From a population health perspective, this matters.
If these behaviors persist, we may see cohorts entering middle age fitter, more engaged, and more proactive about health than any generation before them. That has implications for everything from disease incidence curves to how value is defined across the healthcare ecosystem.
Boutique fitness will not replace medicine. But it may meaningfully delay its necessity. And that is not a threat. It is an opportunity.
Michael was right. SoulCycle is selling a drug. But unlike most drugs, its success depends on joy, identity, and community. Not on obligation.

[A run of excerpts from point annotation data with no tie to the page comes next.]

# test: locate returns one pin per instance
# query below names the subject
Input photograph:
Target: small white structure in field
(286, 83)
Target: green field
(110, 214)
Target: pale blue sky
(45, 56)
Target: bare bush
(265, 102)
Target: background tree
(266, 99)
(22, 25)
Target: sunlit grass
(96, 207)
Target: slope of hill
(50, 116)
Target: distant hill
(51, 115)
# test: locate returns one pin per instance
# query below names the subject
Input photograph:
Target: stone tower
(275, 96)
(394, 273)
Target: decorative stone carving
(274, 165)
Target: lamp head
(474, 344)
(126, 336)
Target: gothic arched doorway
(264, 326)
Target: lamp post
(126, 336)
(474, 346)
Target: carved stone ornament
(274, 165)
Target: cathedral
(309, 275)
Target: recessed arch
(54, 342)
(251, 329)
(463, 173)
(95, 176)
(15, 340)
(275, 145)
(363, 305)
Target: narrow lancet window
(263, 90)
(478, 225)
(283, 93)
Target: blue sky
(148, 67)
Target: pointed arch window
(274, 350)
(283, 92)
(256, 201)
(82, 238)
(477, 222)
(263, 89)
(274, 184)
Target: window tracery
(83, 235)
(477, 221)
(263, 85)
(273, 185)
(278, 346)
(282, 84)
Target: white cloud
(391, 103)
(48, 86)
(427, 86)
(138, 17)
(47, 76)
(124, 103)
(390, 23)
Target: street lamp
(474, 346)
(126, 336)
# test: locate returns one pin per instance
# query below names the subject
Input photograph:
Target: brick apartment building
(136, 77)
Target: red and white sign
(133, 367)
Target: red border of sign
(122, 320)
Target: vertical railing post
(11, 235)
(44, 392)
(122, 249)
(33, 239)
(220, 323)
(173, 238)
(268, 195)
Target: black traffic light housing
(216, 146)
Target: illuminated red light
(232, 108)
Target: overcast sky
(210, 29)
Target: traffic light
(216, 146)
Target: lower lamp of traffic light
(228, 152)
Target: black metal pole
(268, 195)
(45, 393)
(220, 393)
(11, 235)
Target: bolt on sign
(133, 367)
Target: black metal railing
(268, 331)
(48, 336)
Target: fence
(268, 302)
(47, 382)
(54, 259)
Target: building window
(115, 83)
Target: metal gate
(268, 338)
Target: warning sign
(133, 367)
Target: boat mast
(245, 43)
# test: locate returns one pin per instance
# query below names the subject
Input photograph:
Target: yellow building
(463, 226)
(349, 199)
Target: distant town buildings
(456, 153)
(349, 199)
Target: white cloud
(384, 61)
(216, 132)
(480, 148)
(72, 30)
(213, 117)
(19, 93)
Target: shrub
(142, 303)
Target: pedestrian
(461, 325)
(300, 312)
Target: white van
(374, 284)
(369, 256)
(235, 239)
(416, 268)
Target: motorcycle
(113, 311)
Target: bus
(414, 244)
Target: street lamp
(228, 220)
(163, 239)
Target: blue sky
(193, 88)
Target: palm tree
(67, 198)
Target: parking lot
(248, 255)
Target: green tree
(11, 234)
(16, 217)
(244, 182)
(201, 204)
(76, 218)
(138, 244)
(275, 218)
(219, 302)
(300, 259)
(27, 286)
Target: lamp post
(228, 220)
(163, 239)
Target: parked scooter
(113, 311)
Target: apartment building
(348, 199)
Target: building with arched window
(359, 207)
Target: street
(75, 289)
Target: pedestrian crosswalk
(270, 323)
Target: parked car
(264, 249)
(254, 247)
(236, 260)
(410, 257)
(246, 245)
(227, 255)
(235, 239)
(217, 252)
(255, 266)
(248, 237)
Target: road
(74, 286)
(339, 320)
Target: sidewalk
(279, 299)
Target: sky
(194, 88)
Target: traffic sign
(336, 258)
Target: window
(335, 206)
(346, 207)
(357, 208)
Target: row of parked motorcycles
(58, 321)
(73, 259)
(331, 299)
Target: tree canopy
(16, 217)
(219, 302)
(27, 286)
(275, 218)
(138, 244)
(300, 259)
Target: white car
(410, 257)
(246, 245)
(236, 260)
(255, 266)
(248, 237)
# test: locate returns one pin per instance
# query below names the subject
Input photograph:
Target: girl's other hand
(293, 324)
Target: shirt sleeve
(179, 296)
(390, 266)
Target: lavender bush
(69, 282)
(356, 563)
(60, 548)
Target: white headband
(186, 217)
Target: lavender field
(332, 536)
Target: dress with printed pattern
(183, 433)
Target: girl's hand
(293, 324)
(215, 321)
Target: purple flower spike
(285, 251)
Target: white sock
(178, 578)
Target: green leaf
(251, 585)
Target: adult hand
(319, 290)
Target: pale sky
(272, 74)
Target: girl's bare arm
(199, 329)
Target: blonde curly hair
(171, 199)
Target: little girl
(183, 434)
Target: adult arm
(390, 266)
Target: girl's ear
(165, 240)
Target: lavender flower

The strategic question for pharma and biotech is not whether they can replicate boutique fitness. They can’t, and shouldn’t try.
The real question is: What would our brands, services, and ecosystems look like if we took habit formation as seriously as these companies do?
What if adherence were designed, not managed? What if community were a core asset, not an afterthought? What if health behaviors were something people took pride in?
I once joked with Elys Roberts that I’d love to become a SoulCycle instructor someday...if only to make my current weekly ride habit more cost-effective. With enough rides behind me, who knows. Stranger things have happened.
But instructor or not, the lesson appears clearly. The future of healthcare will belong not just to those who discover the next breakthrough molecule; but to those who understand how humans actually change.
And boutique fitness, spinning loudly in dark rooms across the country, is quietly teaching that lesson every day.